I write this with shame, and I did try to fix it once I realized my knee jerk reaction. At the outdoor birthday party my son’s mother was throwing for him in a park on the far west side of Houston, I was safely inside my tough guy role, as Lil Man and his friends came over from playing football. My son’s mother is an out lesbian, and she had also invited her circle of friends. All women. But then these three obviously gay dudes arrived. Without thinking, I withdrew to the back. I saw my son go up and dap them, say hello, like nothing. Like I should have.

OK, just so you know: In the moment, I failed. My automatic reaction was they might recognize something in me, and give me away to my son, and that was just not how it was going to go down. I keep things separate. Yet even in that moment I felt self-disgust.
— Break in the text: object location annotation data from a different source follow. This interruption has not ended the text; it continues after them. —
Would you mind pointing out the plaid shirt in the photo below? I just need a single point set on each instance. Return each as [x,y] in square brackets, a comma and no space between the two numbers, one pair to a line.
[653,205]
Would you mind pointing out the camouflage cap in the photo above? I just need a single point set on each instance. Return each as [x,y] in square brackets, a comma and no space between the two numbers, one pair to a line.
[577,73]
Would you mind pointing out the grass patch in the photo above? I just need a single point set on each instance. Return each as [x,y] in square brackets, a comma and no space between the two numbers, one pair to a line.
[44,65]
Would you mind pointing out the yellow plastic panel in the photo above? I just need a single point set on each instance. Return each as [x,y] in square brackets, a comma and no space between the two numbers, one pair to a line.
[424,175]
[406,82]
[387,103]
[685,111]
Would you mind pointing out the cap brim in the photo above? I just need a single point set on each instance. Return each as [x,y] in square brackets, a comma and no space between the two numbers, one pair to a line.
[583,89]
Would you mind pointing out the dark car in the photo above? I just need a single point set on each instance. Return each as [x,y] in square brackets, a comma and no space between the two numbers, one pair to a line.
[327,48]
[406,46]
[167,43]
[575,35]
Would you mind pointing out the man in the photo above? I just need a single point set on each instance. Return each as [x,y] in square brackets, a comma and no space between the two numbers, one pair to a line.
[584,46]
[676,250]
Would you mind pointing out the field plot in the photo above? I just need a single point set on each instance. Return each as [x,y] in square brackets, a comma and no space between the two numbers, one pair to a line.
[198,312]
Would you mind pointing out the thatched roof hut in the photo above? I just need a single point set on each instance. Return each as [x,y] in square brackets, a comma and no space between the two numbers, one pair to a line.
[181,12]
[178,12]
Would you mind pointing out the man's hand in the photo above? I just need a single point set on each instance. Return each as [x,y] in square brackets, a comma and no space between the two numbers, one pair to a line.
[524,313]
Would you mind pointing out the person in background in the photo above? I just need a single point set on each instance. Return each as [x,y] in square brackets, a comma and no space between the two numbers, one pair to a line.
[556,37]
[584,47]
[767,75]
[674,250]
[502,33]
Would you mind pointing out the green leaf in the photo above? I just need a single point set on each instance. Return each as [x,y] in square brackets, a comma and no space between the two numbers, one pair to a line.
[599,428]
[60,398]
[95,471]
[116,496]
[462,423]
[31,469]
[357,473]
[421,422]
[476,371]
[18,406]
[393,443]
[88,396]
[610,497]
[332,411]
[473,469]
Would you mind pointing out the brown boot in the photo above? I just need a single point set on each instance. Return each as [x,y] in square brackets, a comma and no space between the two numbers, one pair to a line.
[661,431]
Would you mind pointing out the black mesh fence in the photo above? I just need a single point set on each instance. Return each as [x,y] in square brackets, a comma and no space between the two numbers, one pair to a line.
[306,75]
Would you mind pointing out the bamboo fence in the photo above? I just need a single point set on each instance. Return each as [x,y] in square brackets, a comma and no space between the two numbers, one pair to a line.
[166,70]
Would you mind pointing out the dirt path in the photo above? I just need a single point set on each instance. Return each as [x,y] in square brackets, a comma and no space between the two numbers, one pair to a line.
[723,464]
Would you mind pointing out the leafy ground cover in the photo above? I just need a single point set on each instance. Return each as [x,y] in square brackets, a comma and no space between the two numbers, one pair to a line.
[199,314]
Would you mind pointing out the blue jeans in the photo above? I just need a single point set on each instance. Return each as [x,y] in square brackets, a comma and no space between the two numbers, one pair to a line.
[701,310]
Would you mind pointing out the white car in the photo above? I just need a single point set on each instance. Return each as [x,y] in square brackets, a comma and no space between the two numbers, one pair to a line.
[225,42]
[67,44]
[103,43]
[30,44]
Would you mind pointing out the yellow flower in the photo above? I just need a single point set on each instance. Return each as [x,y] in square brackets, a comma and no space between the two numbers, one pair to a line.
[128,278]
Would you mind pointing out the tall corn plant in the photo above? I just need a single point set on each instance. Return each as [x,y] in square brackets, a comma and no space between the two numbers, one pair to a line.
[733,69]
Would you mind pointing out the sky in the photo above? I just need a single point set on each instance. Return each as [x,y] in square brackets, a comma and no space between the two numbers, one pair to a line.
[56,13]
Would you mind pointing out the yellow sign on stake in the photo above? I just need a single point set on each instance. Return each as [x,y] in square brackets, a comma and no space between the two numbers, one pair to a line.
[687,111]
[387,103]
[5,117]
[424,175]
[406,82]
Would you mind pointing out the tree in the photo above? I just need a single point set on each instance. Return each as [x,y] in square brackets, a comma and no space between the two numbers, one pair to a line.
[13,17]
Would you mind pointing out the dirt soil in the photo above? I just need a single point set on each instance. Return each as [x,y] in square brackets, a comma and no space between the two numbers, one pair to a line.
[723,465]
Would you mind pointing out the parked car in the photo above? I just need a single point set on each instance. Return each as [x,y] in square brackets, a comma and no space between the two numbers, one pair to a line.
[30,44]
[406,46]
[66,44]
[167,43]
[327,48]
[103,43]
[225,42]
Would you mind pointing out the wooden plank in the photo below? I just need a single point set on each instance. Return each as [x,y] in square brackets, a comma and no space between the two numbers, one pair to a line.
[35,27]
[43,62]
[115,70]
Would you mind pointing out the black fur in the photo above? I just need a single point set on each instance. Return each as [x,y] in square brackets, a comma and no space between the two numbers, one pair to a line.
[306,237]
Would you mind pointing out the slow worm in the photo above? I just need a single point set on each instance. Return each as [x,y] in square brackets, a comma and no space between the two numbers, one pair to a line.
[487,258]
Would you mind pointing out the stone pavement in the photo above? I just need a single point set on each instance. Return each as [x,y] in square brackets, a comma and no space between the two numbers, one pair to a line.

Privately I often feel trapped in my own same-gender orientation. I just don’t fit inside the public’s choking stereotypes. Life is rough enough. And to have one more hateful thing precede you? This is even more complicated, because I have professionally traveled the country helping people, including many LGBT youth and adult groups, on paths to self-acceptance and a deeper health.

But I don’t feel my personal life should be a focus when it comes to my son, and kids in general. What really matters is them doing well in school, staying out of trouble, avoiding life’s dangerous pitfalls and bad choices, and developing enough critical thinking and boundaries. (Unlike me at their age.)

Street level, our young men need a hard wall of boundaries they can innately respect, along with just enough open coolness from us to let them know they can come talk and that we ‘got their back.’ Hell no can I have my son’s friends whispering about his dad, or people saying sh*t about me. I’ve earned my dignity and pride. OK, I know how messed up this all sounds.

A couple years ago, I thought he knew about me, because I hadn’t been bringing around any females, and it’s also not a secret in the media, but one time when we were buying him some new Jordans he said something that made me realize, wow, he really didn’t know.

So how do I get out of this? I’m not “putting it off” because I don’t even know where to start.

I am (cowardly?) stuck inside the expectations and assumptions people have of me, especially my son. I know all the blah blah about how you can still be tough and be ‘gay’ (a baggage-heavy, emasculating word IMO), and I know all the things people will say to me after reading this article — because I have said them to myself. But let’s be honest; street level, it doesn’t work like that. Street level, you don’t walk backwards into respect.

For a lot of the first part of my life, I was devastated and emasculated and ‘less than’ and second-class, and I just can’t have any of that. I just can’t.

I was so ashamed.

I am so ashamed.

Today, my entire life and work is centered around progressive social change, so I should know better.

Nobody except me noticed what I did at my son’s 15th birthday party, but to correct it, I later walked up to the dudes while they were playing spades and let them know in my own way that I was one of them. Not that they need crap from me.

All I can say is I am ashamed, and writing this is my penance, and I will continue to try to be a better person. In the meantime, Lil Man is turning into a star athlete. He shines on that football field like the powerful coastal prairie skies over Houston. He’s doing much better in school; he wants to go to Stanford. It’s crazy how we wear the same size 12 shoes now, and also how he doesn’t care what anybody else thinks. He’s growing into a well-developed young man.